Dans le débat sur la réforme du régime de taux de change du Canada, on a beaucoup parlé de l’éventualité de l’adoption d’une devise commune au Canada et aux États-Unis (ou pour toute l’Amérique du Nord). Si l’on fait abstraction pour le moment des obstacles politiques considérables que cette solution présenterait, il faut, pour voir si cette option convient, déterminer techniquement si le Canada et les États-Unis constituent une zone monétaire optimale et, en particulier, si les économies des deux pays sont suffisamment semblables pour justifier l’adoption d’une monnaie unique. Entre 1989 et 1997, les exportations interprovinciales sont passées de 22,7 à 19,7 p. 100 du PIB, tandis que les exportations internationales sont passées de 26,1 à 40,2 p. 100 du PIB(9); la majeure partie des échanges du Canada (plus de 80 p. 100) se font avec les États-Unis.

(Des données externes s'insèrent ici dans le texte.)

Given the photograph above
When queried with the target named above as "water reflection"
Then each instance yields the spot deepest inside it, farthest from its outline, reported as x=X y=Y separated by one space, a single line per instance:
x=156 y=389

Pourtant, l’opportunité d’une union monétaire n’est pas encore établie de façon concluante. Comme le fait remarquer l’économiste en chef de la Banque Royale, John McCallum, la variabilité du taux de change associée à une devise flottante devrait théoriquement nuire au commerce puisque les entreprises doivent procéder à des opérations de couverture pour contrer le risque de change. Par conséquent, une devise commune devrait réduire le risque de change et stimuler les échanges. Or, les échanges canado-américains ont littéralement explosé durant les années 90, durant une période de très grande variabilité du taux de change(10).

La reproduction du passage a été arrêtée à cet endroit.